Archive for July, 2020

When I woke up this morning I was looking forward to starting the day with this new Celer box that landed on my desk during my absence. For a week my days had started without ambient music (but the talking of a bunch of children; not ambient at all, not complaining either), so it would be good to have a slow day of ambient music and much-needed rest. To start with my disappointment; I had hoped these albums would be at least forty-five minutes long of the signature slow Celer music, but preferably a bit longer. Well, I got the signature sound, but these discs are quite short, thirty-two to forty minutes each. I understand why Celer wants to put these out as single discs and not a double CD with all four pieces (it would easily fit), giving each all the space it needs (and maybe allowing for some adventurous mixing, should you have the means to do so). Each of the pieces, so I am told, is created with tape loops containing digital and acoustic instruments, field recordings and foley sounds. A piece starts with all the layers playing, but throughout it, there are minimal changes, slowly altering colour, spacing and placing of the sounds.
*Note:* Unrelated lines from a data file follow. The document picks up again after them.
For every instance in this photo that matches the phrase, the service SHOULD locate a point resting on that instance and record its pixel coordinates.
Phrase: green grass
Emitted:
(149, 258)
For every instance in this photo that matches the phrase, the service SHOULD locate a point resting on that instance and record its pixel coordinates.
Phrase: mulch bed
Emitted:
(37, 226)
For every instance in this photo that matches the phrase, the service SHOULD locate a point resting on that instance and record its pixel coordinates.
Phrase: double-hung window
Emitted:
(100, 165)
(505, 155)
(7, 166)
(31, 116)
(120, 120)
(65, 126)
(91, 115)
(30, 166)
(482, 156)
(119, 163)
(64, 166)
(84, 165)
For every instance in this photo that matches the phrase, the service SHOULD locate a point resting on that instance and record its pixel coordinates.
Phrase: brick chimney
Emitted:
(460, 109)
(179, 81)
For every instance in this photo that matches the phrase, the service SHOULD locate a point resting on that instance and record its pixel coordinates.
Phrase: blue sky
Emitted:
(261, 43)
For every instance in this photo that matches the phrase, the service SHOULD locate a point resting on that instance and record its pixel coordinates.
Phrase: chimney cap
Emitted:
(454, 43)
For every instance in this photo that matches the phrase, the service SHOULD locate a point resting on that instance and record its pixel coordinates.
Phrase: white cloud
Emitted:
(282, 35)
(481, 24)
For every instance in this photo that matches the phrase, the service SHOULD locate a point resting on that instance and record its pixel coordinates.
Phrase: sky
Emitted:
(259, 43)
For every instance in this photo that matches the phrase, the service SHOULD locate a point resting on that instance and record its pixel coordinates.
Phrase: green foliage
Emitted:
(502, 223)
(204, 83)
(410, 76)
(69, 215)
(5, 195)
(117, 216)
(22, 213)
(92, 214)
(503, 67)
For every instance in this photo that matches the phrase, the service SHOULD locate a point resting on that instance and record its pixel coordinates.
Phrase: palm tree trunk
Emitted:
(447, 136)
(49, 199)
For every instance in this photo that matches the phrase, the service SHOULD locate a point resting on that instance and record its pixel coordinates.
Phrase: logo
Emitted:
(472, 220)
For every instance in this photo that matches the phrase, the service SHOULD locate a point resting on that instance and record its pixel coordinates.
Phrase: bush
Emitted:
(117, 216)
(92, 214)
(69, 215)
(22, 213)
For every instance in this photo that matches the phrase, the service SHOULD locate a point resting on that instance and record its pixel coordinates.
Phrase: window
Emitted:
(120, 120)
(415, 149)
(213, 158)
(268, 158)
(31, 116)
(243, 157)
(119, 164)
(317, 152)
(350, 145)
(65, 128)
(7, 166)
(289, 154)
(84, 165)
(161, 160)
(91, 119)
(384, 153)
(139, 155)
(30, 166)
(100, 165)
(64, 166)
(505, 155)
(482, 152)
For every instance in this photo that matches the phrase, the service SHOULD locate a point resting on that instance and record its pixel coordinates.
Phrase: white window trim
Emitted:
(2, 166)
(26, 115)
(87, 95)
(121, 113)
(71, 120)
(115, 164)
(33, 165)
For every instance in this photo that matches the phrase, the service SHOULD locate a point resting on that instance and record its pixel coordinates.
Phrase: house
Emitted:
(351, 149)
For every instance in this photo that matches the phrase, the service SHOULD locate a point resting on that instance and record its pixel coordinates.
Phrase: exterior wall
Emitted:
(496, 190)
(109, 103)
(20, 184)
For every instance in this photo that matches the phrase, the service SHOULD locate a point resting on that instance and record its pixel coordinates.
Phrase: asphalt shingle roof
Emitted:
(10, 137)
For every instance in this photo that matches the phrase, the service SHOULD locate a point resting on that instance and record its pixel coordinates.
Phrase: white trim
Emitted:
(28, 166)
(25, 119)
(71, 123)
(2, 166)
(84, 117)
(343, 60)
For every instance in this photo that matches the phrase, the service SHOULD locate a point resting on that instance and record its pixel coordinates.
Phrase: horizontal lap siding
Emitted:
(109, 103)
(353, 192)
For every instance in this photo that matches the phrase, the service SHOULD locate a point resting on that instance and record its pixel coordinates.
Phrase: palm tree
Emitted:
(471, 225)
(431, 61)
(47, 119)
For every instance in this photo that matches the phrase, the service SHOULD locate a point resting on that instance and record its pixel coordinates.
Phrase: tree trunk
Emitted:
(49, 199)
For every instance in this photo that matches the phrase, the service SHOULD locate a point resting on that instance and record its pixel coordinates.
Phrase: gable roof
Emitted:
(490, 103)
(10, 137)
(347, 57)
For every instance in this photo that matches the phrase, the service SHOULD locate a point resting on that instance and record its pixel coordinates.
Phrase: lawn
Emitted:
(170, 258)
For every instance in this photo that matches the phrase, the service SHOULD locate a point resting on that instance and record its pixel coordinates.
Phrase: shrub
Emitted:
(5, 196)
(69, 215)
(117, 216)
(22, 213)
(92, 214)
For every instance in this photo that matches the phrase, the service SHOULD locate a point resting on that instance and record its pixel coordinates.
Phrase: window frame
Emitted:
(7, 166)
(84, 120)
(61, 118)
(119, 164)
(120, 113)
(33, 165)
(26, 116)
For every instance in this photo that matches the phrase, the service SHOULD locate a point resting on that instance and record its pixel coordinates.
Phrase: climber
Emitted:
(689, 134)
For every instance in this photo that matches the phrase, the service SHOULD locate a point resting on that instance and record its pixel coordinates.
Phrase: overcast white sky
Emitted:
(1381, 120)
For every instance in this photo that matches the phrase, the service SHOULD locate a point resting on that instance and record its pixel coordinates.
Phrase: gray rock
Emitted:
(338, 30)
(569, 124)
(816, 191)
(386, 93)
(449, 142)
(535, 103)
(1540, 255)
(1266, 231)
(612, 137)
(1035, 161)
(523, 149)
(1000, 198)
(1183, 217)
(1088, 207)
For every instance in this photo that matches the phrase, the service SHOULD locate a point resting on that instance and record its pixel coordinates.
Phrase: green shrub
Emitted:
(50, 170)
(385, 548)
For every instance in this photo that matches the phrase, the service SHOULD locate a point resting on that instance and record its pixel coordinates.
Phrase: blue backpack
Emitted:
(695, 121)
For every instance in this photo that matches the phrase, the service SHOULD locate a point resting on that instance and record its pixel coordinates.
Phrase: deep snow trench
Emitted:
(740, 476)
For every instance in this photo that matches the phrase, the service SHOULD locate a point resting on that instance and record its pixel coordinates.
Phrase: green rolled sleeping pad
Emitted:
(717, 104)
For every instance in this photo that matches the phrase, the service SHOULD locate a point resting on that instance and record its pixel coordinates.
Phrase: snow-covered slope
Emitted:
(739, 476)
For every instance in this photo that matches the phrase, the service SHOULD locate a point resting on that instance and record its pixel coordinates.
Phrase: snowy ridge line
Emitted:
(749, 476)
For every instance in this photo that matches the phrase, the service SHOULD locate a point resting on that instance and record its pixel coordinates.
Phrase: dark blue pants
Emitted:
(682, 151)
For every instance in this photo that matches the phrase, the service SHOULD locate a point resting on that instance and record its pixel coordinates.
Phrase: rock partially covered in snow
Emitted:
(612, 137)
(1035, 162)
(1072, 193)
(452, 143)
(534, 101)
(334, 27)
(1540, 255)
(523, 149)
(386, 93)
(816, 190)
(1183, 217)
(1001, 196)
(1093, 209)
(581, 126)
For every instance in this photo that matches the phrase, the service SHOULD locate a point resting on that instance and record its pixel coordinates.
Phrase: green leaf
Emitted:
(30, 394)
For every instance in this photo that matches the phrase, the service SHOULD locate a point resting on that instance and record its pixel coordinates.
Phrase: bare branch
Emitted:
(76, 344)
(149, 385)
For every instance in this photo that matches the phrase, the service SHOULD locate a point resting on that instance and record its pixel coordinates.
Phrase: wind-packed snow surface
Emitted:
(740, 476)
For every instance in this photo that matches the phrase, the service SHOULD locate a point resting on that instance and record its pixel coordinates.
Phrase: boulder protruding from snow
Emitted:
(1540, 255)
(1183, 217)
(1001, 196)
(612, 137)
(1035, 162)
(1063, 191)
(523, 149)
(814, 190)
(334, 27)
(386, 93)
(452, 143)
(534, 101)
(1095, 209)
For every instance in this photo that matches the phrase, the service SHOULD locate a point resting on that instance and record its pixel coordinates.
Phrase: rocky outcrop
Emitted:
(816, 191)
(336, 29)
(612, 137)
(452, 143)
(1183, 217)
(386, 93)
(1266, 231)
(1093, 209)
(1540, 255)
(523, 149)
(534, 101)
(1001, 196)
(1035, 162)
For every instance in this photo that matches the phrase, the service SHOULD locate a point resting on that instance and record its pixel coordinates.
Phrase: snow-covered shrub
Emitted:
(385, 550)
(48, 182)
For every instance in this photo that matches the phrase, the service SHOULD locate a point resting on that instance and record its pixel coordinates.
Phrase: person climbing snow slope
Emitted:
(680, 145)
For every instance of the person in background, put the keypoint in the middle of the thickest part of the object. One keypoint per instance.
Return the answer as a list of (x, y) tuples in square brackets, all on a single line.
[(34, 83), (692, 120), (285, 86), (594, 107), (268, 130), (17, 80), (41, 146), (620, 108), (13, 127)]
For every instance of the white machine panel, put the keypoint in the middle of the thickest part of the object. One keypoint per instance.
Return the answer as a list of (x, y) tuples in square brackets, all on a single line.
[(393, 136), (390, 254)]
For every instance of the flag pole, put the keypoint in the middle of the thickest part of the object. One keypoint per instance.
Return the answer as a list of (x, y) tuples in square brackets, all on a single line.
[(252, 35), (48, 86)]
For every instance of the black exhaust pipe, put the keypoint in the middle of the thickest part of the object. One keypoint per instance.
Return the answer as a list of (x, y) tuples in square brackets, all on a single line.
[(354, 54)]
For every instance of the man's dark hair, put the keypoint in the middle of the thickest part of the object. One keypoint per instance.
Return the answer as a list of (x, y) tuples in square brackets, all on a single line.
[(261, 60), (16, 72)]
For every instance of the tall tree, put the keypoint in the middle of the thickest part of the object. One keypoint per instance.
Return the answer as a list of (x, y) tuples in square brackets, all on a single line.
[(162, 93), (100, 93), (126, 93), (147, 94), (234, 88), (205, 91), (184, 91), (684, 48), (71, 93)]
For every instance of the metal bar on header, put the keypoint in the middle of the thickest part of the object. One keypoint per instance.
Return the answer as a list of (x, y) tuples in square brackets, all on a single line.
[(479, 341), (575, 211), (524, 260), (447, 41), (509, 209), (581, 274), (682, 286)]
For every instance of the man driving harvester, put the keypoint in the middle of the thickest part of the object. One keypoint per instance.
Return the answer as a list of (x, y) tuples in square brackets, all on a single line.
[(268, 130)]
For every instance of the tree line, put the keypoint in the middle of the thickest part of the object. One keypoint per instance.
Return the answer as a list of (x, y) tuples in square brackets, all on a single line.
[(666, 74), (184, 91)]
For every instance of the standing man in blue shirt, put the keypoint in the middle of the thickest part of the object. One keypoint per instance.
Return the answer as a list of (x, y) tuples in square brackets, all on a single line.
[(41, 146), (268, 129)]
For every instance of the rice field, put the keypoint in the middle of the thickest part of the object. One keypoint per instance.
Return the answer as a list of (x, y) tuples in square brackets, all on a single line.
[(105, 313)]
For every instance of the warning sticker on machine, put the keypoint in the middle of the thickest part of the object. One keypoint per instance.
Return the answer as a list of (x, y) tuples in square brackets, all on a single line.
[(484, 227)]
None of this seems to be in regular sequence, which I like very much. If you listen superficially these seem to be gentle drones, with a slight orchestral feel to it (especially ‘Nothing Will Change’), but upon closer inspection, these loops are a bit less regular and small shifts take place in the music. This is certainly the sort of ambient music that Brian Eno was thinking of when he coined the term and added ‘to be pleasurable and ignorable’ (or among such lines). As said, for me, all four of these pieces could have been much longer than this, even up to the full length of a CD (times four! Yummy!), but that is the only downside of this for me. Nothing will change is perhaps also what one can say about the music by Celer, but maybe you can say the same about the quality of the music. Nothing will change there either; excellent all around.